The prompt hijacks the whole window. You have to respond.
“No.”
Three dots flash.
“Ordering no more than 30 Maltesers.”
You sigh. You’ll need to cancel that later, but the prompt disappears.
You continue your search for Malta.
The AI response fills the results window.
“Malta is widely considered to be a real place. However, evidence has come to light that it does not exist and never has.
Source: Reddit.”
You scroll past the AI nonsense and look further down. The results are no better. There are millions of articles.
“Malta is terrible.”
“Malta is paradise.”
“Malta is home to a secret race of lizard people.”
You accidentally click the last one.
The page loads an incoherent article with no facts and frequent self-contradictions. Ads scream for your attention. Videos autoplay. Pop-ups crawl across the screen. You hit back.
You keep scrolling.
Since the rise of AI-generated content, sites like Wikipedia have been pushed further and further down the rankings, buried under endless variations of confidently wrong text.
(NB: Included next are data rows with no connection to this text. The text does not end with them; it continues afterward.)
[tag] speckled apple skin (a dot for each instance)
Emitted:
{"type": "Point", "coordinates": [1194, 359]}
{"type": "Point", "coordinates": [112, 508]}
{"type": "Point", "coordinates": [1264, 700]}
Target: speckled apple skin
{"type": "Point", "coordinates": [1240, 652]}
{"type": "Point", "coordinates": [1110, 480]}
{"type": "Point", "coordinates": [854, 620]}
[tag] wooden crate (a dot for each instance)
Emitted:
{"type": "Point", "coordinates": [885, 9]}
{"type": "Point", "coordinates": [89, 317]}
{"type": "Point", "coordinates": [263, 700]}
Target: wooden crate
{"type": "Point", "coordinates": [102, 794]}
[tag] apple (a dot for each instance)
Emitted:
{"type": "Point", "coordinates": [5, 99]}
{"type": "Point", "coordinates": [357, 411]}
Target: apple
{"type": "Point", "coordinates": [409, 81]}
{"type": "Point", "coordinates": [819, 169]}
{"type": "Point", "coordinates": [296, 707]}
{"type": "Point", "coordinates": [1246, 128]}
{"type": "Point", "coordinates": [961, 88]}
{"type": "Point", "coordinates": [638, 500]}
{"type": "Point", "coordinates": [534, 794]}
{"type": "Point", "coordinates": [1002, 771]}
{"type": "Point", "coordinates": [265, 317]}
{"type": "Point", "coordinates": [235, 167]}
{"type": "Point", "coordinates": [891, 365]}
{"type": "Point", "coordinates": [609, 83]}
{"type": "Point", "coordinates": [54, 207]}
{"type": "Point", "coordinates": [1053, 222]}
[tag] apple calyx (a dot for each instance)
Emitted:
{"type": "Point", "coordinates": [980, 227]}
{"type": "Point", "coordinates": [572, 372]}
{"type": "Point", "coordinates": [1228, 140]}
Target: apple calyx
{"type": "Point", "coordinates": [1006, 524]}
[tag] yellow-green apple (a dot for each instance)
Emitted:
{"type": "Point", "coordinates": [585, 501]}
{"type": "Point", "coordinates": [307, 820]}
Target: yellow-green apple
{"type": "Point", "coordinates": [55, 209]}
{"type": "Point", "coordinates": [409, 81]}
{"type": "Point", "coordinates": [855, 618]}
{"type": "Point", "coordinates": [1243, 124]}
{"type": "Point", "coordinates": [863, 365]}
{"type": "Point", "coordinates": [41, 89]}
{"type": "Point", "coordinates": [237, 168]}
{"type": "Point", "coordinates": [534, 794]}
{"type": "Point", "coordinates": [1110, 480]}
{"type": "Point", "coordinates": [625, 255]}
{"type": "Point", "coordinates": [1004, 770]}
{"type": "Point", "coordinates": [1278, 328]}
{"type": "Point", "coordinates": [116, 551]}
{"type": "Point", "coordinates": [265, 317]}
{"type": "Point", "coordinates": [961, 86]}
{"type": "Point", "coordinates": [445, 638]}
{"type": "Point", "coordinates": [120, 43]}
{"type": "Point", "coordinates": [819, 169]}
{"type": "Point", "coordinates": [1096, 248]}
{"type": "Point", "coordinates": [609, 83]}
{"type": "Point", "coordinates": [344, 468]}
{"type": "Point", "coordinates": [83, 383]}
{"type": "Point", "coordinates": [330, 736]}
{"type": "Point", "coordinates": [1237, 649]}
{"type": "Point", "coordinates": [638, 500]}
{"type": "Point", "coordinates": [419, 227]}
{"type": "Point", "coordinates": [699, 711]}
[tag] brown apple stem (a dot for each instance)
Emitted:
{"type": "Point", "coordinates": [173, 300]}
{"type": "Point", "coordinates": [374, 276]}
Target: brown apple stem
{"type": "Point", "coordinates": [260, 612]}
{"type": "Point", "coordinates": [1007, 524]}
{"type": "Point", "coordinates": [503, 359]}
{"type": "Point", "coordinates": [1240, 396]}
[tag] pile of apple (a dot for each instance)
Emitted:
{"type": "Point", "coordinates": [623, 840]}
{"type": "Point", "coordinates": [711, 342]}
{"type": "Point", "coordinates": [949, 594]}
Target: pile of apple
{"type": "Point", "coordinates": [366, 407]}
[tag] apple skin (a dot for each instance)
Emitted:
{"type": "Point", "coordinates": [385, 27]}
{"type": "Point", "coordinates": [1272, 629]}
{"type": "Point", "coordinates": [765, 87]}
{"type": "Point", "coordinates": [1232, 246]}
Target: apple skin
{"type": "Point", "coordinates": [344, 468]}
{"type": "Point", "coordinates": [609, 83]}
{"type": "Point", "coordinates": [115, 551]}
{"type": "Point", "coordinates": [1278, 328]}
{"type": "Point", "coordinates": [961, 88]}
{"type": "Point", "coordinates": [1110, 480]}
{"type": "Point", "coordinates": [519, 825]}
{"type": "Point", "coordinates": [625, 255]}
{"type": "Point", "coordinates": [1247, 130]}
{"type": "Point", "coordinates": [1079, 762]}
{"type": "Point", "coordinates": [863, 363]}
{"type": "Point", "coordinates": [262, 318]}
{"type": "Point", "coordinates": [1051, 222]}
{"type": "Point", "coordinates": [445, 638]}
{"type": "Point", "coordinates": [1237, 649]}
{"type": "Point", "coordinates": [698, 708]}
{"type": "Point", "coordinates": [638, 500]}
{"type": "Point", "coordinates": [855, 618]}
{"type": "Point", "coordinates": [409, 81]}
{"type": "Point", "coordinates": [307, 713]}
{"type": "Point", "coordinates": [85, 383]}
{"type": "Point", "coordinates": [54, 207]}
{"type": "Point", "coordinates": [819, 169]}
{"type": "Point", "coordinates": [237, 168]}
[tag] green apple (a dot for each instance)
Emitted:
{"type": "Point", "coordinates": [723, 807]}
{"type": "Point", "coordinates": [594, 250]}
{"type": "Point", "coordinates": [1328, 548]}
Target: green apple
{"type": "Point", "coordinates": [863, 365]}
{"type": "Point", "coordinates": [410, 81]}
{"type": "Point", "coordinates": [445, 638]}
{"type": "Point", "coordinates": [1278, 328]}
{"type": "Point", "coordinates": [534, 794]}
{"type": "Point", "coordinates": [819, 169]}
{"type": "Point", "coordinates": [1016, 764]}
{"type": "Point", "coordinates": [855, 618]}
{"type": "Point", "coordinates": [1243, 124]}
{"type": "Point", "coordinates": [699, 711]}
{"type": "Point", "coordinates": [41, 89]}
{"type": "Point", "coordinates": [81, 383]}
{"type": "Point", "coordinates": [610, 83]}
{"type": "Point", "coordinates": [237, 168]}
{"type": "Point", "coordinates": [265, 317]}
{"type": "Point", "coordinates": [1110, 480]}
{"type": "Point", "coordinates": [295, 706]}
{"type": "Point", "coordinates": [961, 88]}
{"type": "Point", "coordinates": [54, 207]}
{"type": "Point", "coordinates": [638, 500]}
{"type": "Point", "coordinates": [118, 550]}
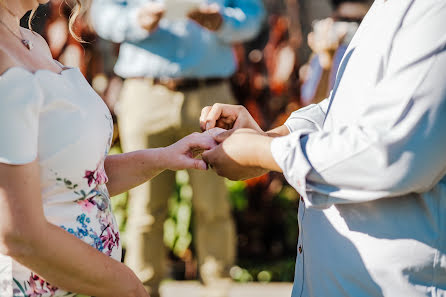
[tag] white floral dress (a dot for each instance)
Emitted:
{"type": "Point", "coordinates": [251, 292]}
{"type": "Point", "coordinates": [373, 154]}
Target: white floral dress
{"type": "Point", "coordinates": [61, 121]}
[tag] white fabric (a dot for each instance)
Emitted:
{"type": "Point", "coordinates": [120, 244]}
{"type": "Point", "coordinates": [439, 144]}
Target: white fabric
{"type": "Point", "coordinates": [62, 122]}
{"type": "Point", "coordinates": [371, 167]}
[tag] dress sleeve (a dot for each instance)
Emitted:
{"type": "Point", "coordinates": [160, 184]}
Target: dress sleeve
{"type": "Point", "coordinates": [20, 103]}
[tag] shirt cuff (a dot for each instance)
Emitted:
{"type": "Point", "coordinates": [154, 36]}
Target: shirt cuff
{"type": "Point", "coordinates": [288, 154]}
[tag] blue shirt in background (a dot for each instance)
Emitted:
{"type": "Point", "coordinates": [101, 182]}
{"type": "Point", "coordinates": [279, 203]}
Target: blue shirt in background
{"type": "Point", "coordinates": [177, 48]}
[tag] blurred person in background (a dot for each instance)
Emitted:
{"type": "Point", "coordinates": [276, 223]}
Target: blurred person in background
{"type": "Point", "coordinates": [58, 234]}
{"type": "Point", "coordinates": [329, 41]}
{"type": "Point", "coordinates": [174, 66]}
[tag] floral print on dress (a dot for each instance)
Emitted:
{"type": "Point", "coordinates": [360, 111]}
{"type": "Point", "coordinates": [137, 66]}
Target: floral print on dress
{"type": "Point", "coordinates": [95, 203]}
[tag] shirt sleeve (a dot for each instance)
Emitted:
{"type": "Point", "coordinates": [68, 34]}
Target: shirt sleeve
{"type": "Point", "coordinates": [310, 118]}
{"type": "Point", "coordinates": [20, 106]}
{"type": "Point", "coordinates": [398, 147]}
{"type": "Point", "coordinates": [242, 20]}
{"type": "Point", "coordinates": [116, 20]}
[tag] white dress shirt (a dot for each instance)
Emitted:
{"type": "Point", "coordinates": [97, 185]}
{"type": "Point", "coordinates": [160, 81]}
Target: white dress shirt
{"type": "Point", "coordinates": [370, 162]}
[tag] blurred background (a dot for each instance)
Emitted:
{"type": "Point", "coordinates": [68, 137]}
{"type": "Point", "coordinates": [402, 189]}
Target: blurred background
{"type": "Point", "coordinates": [290, 64]}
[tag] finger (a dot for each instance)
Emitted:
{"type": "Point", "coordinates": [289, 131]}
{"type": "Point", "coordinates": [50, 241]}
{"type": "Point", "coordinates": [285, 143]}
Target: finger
{"type": "Point", "coordinates": [213, 115]}
{"type": "Point", "coordinates": [209, 156]}
{"type": "Point", "coordinates": [204, 112]}
{"type": "Point", "coordinates": [201, 141]}
{"type": "Point", "coordinates": [223, 136]}
{"type": "Point", "coordinates": [197, 164]}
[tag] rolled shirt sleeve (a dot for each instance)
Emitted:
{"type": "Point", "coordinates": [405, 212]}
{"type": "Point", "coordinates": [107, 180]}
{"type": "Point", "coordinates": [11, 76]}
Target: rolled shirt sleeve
{"type": "Point", "coordinates": [117, 21]}
{"type": "Point", "coordinates": [397, 147]}
{"type": "Point", "coordinates": [310, 118]}
{"type": "Point", "coordinates": [20, 107]}
{"type": "Point", "coordinates": [242, 20]}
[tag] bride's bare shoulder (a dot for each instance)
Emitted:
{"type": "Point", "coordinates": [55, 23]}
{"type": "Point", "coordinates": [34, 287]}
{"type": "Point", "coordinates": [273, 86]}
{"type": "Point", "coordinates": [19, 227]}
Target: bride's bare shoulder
{"type": "Point", "coordinates": [6, 61]}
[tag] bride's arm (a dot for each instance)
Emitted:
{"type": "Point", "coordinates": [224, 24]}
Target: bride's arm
{"type": "Point", "coordinates": [126, 171]}
{"type": "Point", "coordinates": [60, 258]}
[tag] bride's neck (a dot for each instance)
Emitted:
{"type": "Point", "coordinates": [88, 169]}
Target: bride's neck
{"type": "Point", "coordinates": [11, 11]}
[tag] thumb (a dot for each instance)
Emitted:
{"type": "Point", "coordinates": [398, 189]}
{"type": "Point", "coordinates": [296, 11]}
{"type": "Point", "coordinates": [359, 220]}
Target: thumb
{"type": "Point", "coordinates": [223, 136]}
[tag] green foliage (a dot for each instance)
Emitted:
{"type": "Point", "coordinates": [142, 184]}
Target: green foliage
{"type": "Point", "coordinates": [278, 271]}
{"type": "Point", "coordinates": [177, 228]}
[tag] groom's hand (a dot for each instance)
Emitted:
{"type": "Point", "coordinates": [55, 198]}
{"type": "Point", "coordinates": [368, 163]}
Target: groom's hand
{"type": "Point", "coordinates": [185, 153]}
{"type": "Point", "coordinates": [233, 157]}
{"type": "Point", "coordinates": [227, 117]}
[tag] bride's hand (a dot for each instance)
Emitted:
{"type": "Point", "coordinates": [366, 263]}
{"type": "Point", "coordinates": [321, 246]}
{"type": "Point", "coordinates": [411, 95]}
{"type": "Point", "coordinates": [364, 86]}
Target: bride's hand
{"type": "Point", "coordinates": [185, 153]}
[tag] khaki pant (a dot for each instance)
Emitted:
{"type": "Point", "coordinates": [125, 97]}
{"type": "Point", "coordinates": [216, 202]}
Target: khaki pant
{"type": "Point", "coordinates": [153, 116]}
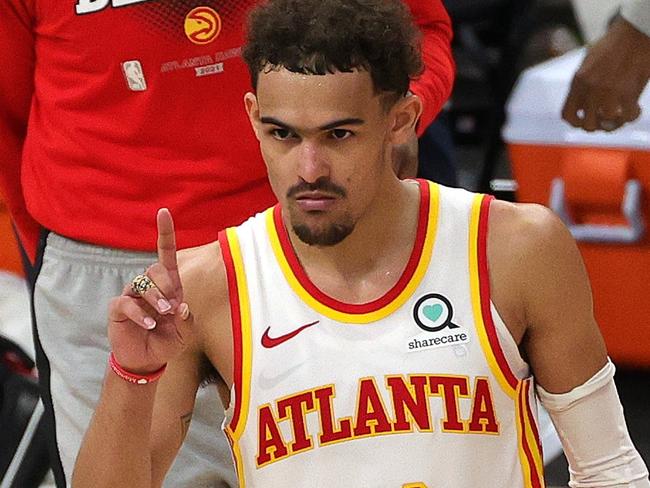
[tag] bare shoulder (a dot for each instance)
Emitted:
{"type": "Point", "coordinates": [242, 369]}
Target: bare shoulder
{"type": "Point", "coordinates": [538, 276]}
{"type": "Point", "coordinates": [205, 288]}
{"type": "Point", "coordinates": [203, 264]}
{"type": "Point", "coordinates": [532, 257]}
{"type": "Point", "coordinates": [528, 229]}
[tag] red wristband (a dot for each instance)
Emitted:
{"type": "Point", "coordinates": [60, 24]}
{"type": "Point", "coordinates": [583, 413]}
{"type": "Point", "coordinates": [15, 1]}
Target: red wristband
{"type": "Point", "coordinates": [137, 379]}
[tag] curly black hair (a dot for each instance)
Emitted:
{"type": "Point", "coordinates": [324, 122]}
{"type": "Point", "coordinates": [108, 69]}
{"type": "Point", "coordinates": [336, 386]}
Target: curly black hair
{"type": "Point", "coordinates": [325, 36]}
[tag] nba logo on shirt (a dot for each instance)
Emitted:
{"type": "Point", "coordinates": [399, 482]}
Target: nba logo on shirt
{"type": "Point", "coordinates": [134, 75]}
“Malta is where Maltesers are made.”
“Malta is where the Upside Down is.”
“I dreamed about Malta and now it exists.”
Eventually, you find the Wikipedia article.
Clippy returns.
“You seem to be interested in going to Malta. Would you like me to find you a flight?”
“Sure,” you type. Why not take a risk?
“The optimum route is by car. Renting a car for three months.”
You close your laptop.
You’ll need to cancel that too.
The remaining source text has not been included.